Double-stranded (DS) library protocols (e.g., NEBNext, TruSeq [Meyer & Kircher 2010]) ligate adapters to both strands. Reads from the original strand show C→T at the 5′ end; reads from the complementary strand map the same damaged cytosines as G→A at the 3′ end. Single-stranded (SS) protocols (e.g., Gansauge & Meyer [2013]; Santa Cruz [Kapp et al. 2021]; SRSLY [Gansauge et al. 2017]) circularize and sequence only one strand per molecule, producing library-type-specific patterns depending on which strand is captured (see Library-type classification).

The classifier fits four sub-channel amplitudes simultaneously:

ct5 — 5′ C→T exponential decay (deamination on the sequenced strand)
ga3 — 3′ G→A exponential decay (deamination on the complementary strand, appearing as G→A when read 5′→3′)
ga0 — 3′ position-0 G→A spike (ligation-site pattern in SS complement-orientation libraries; also produced by certain DS end-repair protocols)
ct3 — 3′ C→T decay (SS original-orientation only, where the same strand carries damage at both ends)

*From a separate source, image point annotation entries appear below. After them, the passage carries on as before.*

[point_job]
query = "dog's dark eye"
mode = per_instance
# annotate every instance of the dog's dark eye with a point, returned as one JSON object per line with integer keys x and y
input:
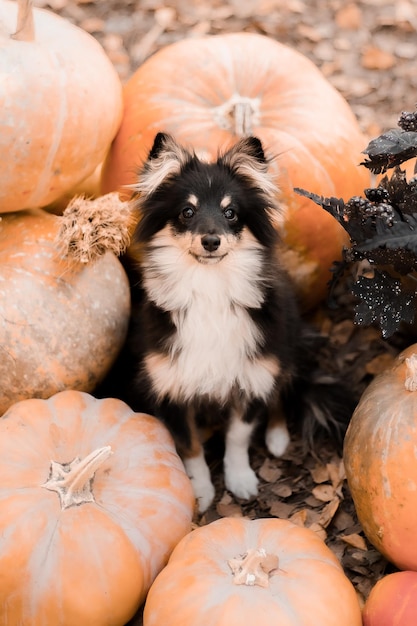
{"x": 230, "y": 214}
{"x": 187, "y": 213}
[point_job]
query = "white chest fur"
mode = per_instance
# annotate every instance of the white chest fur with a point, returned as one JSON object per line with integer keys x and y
{"x": 214, "y": 349}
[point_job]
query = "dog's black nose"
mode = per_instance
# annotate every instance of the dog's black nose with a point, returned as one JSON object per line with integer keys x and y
{"x": 210, "y": 242}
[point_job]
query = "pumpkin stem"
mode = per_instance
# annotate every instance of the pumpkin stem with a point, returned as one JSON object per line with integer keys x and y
{"x": 411, "y": 373}
{"x": 253, "y": 568}
{"x": 238, "y": 115}
{"x": 90, "y": 228}
{"x": 73, "y": 481}
{"x": 25, "y": 30}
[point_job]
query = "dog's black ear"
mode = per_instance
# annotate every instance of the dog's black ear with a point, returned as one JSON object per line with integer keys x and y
{"x": 253, "y": 147}
{"x": 159, "y": 144}
{"x": 247, "y": 159}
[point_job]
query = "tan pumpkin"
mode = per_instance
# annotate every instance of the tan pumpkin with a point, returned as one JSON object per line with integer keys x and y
{"x": 210, "y": 91}
{"x": 60, "y": 105}
{"x": 93, "y": 498}
{"x": 381, "y": 462}
{"x": 263, "y": 572}
{"x": 62, "y": 323}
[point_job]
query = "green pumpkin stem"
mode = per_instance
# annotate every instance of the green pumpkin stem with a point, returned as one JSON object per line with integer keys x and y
{"x": 25, "y": 29}
{"x": 253, "y": 568}
{"x": 73, "y": 481}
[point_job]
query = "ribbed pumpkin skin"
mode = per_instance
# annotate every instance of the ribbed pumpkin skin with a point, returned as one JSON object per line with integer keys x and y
{"x": 392, "y": 601}
{"x": 196, "y": 587}
{"x": 60, "y": 107}
{"x": 381, "y": 463}
{"x": 91, "y": 563}
{"x": 188, "y": 89}
{"x": 62, "y": 325}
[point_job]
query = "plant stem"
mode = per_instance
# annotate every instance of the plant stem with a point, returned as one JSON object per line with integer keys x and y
{"x": 25, "y": 29}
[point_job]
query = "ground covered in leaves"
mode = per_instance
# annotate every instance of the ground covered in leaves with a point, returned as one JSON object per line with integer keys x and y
{"x": 367, "y": 50}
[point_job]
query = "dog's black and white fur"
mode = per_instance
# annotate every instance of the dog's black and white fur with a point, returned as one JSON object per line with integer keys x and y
{"x": 216, "y": 329}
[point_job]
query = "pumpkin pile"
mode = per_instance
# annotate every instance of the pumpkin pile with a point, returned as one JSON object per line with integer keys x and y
{"x": 241, "y": 571}
{"x": 248, "y": 84}
{"x": 93, "y": 496}
{"x": 381, "y": 469}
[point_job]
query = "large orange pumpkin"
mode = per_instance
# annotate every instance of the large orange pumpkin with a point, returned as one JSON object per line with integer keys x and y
{"x": 381, "y": 462}
{"x": 210, "y": 91}
{"x": 263, "y": 572}
{"x": 93, "y": 498}
{"x": 60, "y": 105}
{"x": 62, "y": 323}
{"x": 392, "y": 601}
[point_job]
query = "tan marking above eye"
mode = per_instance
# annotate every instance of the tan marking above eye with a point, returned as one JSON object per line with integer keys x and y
{"x": 226, "y": 200}
{"x": 193, "y": 200}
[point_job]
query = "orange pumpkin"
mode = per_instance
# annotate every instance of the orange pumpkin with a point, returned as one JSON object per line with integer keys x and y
{"x": 60, "y": 106}
{"x": 381, "y": 462}
{"x": 62, "y": 324}
{"x": 392, "y": 601}
{"x": 241, "y": 571}
{"x": 210, "y": 91}
{"x": 93, "y": 498}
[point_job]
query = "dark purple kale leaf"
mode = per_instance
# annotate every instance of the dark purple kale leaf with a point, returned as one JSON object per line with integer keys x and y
{"x": 382, "y": 228}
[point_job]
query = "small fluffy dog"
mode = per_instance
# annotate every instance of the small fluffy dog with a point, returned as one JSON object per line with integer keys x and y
{"x": 216, "y": 332}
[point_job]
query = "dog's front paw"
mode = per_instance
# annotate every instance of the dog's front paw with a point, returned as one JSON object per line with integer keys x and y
{"x": 243, "y": 482}
{"x": 277, "y": 439}
{"x": 204, "y": 494}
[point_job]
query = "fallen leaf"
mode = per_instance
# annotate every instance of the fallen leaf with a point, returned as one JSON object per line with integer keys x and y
{"x": 374, "y": 58}
{"x": 324, "y": 493}
{"x": 355, "y": 540}
{"x": 269, "y": 471}
{"x": 349, "y": 16}
{"x": 320, "y": 473}
{"x": 329, "y": 512}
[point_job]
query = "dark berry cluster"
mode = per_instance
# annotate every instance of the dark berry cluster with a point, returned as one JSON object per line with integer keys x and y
{"x": 408, "y": 121}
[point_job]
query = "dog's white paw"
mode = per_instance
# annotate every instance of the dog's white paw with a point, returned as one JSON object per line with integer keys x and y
{"x": 242, "y": 482}
{"x": 199, "y": 474}
{"x": 277, "y": 439}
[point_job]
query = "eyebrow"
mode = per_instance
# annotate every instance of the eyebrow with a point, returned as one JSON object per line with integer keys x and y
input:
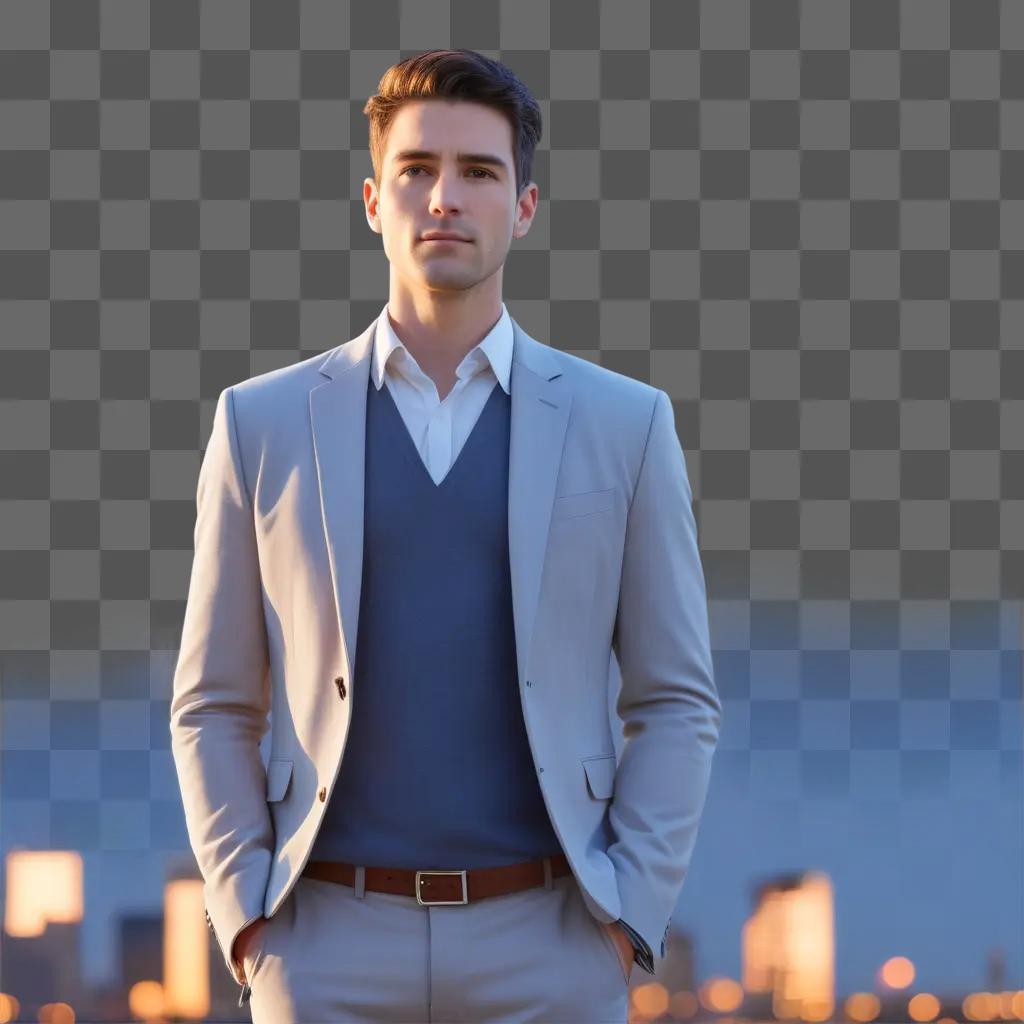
{"x": 464, "y": 158}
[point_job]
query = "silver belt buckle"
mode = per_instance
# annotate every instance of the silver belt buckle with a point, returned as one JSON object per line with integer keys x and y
{"x": 441, "y": 902}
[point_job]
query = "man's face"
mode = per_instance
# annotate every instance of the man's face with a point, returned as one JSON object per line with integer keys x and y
{"x": 443, "y": 193}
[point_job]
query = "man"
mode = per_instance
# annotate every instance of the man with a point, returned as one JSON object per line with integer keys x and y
{"x": 426, "y": 555}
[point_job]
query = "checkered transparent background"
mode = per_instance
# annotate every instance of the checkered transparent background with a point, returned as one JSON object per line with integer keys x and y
{"x": 805, "y": 221}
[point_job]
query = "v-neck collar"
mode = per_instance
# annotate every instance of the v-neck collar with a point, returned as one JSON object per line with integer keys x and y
{"x": 409, "y": 445}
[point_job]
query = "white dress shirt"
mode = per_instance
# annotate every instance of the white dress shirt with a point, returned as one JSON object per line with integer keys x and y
{"x": 439, "y": 428}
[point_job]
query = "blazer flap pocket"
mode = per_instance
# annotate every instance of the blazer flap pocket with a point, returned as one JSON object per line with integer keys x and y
{"x": 279, "y": 773}
{"x": 600, "y": 774}
{"x": 583, "y": 503}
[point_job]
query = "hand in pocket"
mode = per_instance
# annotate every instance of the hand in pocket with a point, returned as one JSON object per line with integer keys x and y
{"x": 247, "y": 941}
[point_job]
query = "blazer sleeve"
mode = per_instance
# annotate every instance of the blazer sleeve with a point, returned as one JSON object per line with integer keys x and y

These are evaluated under seven biological models: a null (all channels flat), two DS models (symmetric and with end-repair spike), a DS end-repair-only model, and three SS models (complement, original, and mixed orientations). The model with the lowest BIC wins [Schwarz 1978].

Field	Description
`bias`	BIC of the null model (all channels flat; no damage)
`ds`	BIC of the best-fitting DS model
`ss`	BIC of the best-fitting SS model
`ct5_amp`	Fitted ct5 amplitude
`ga3_amp`	Fitted ga3 amplitude
`ga0_amp`	Fitted ga0 amplitude (3′ position-0 spike)
`ct3_amp`	Fitted ct3 amplitude

Lower BIC = better fit. library_type is "double-stranded" when ds < ss, "single-stranded" when ss < ds, and "unknown" when neither beats bias.

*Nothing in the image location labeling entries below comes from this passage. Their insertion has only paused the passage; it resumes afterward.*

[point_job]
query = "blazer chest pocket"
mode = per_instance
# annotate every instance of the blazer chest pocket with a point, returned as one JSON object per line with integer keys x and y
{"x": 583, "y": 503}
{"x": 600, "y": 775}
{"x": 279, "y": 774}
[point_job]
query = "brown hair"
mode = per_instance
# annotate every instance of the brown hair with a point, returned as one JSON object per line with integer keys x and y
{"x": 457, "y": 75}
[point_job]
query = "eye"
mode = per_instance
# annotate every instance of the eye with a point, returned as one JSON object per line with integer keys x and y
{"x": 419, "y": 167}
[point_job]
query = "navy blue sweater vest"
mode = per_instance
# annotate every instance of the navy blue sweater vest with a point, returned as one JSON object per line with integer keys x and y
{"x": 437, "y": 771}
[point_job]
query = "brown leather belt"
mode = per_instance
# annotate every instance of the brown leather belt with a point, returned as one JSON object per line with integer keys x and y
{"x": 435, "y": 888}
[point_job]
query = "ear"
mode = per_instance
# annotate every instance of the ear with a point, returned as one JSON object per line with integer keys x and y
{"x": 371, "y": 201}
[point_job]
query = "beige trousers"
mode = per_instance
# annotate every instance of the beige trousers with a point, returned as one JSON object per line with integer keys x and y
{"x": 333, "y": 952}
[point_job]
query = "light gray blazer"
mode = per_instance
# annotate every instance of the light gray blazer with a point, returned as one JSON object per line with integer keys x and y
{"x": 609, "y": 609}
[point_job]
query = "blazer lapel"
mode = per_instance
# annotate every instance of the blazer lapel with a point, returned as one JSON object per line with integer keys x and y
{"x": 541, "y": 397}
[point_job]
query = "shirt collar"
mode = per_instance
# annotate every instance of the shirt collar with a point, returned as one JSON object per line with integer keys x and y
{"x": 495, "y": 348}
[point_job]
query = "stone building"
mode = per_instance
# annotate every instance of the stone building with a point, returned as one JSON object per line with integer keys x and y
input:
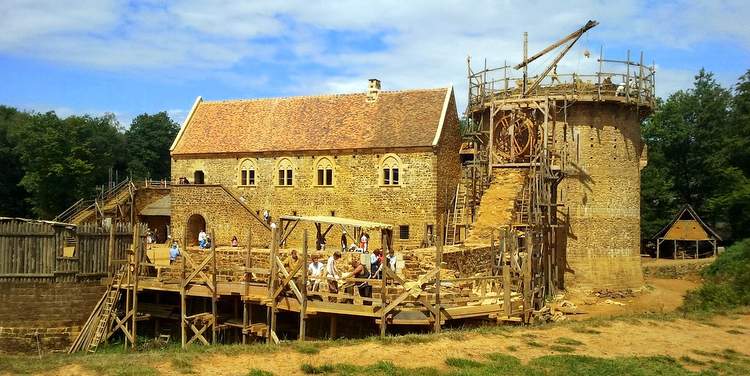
{"x": 383, "y": 156}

`complement_asymmetry` block — oxidative damage (Channels C and D)

Guanine is the most easily oxidised DNA base owing to its low one-electron reduction potential [Steenken & Jovanovic 1997]. Reactive oxygen species — primarily hydroxyl radical (•OH) and singlet oxygen (¹O₂) — attack the C8 position of guanine to form 7,8-dihydro-8-oxoguanine (8-oxoG) [Cadet et al. 2010]. The replicative polymerase misreads 8-oxoG as adenine via a syn conformation, inserting dAMP opposite the lesion and producing G→T transversions in the forward strand and C→A in the reverse strand [Shibutani et al. 1991]. Unlike cytosine deamination, which is confined to single-stranded overhangs, oxidative damage accumulates throughout the molecule with no strong positional preference.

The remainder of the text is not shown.